I'm current reading Privilege of the Sword. It makes me very happy.
Literary Buffistas 3: Don't Parse the Blurb, Dear.
There's more to life than watching Buffy the Vampire Slayer! No. Really, there is! Honestly! Here's a place for Buffistas to come and discuss what it is they're reading, their favorite authors and poets. "Geez. Crack a book sometime."
Hec:
Cat and Girl discuss the literature of WWI
Ummm, isn't Robert Graves really a bad example for this point? Nobody reads "I Claudius"?
One thing I remember from college is that there was one passage in Suetonius about Tiberius that no one except Robert Graves would translate ... I read it and promptly wished I hadn't. No - I won't talk about it (shudder).

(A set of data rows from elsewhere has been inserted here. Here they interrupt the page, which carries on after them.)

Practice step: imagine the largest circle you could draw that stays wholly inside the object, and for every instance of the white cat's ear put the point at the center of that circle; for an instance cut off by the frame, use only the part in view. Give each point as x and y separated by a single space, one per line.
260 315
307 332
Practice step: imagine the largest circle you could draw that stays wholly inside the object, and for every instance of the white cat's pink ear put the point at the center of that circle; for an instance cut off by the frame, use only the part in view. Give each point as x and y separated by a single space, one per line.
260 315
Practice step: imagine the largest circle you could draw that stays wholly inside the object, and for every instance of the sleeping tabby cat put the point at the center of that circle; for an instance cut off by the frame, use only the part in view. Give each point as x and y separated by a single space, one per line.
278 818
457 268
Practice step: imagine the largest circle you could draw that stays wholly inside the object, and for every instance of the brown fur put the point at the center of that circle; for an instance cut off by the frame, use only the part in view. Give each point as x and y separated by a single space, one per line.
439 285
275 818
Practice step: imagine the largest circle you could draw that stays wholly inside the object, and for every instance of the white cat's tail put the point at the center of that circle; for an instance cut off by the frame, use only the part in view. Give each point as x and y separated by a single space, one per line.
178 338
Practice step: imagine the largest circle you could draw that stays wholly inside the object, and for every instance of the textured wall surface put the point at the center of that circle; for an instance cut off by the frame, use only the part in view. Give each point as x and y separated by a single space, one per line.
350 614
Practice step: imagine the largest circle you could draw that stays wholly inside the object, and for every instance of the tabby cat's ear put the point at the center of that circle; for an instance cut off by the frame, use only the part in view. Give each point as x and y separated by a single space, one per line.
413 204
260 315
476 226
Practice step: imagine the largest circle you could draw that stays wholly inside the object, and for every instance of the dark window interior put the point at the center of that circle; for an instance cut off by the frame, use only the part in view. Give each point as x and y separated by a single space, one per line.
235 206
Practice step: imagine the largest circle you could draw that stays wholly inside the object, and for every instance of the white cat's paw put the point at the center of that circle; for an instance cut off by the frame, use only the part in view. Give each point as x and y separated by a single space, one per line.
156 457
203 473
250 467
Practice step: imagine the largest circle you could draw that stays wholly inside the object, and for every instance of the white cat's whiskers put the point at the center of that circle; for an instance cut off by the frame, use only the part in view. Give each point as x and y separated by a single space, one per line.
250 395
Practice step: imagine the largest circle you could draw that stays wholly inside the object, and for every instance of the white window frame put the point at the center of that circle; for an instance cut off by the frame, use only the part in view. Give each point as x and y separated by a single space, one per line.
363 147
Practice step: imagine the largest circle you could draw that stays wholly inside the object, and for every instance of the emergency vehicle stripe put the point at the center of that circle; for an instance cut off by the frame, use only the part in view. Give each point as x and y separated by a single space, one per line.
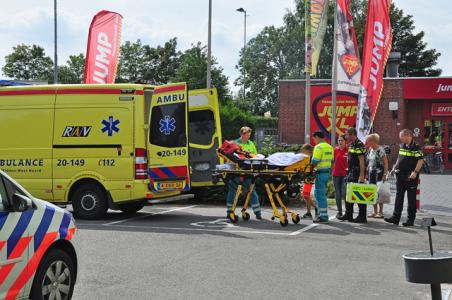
31 267
64 225
70 233
18 251
18 231
44 225
168 172
3 217
63 92
180 171
158 173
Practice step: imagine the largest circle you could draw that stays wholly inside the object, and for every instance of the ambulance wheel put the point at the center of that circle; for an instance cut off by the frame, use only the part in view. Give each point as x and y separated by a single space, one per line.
284 222
295 218
131 208
232 217
90 202
55 277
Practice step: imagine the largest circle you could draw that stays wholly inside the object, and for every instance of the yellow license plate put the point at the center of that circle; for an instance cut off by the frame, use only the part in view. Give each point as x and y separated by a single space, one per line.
170 185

Ummm, isn't Robert Graves really a bad example for this point? Nobody reads "I Claudius"?
Also "I, Claudius" not so much about WWI.
I read THE BOOK - I meant to try to make it last, but I just couldn't stop reading. I laughed a lot, I sniffled a little, did some vigorous head-nodding. sigh ... I wish there were more.
Dear author, a lot of the book was a love letter to your internet communities - the people who've become the family of your heart, the people who "get" you in ways your birth family never have. It made me love my Buffistas more than ever. I hope you know that we love you back.
Nobody reads "I Claudius"
I read it, but only because I loved the mini-series so much.
And then it was all moot because the BookClub Thread which we had at the time became the no-whitefont home for HP6 discussion ( Wolfram "The Buffista Book Club: Isn't the Point of Computers to Replace Books?" Aug 7, 2005 8:01:35 pm PDT), which I personally thought was a great idea.
I'd be up for reopening that thread for a while, if people wanted to. (Or having the discussion here - I don't care either way.) But if people think it might be easier.
What timing... I was just coming in to see where and how people would be discussing HP7. I don't actually have useful input, just looking forward to it.
Also "I, Claudius" not so much about WWI.
Graves's WWI memoir was Good-Bye to All That. Which I read for a college class in English history.
I must admit, what WWI literature I've read was for history classes. Good stuff that I'm glad I read, though.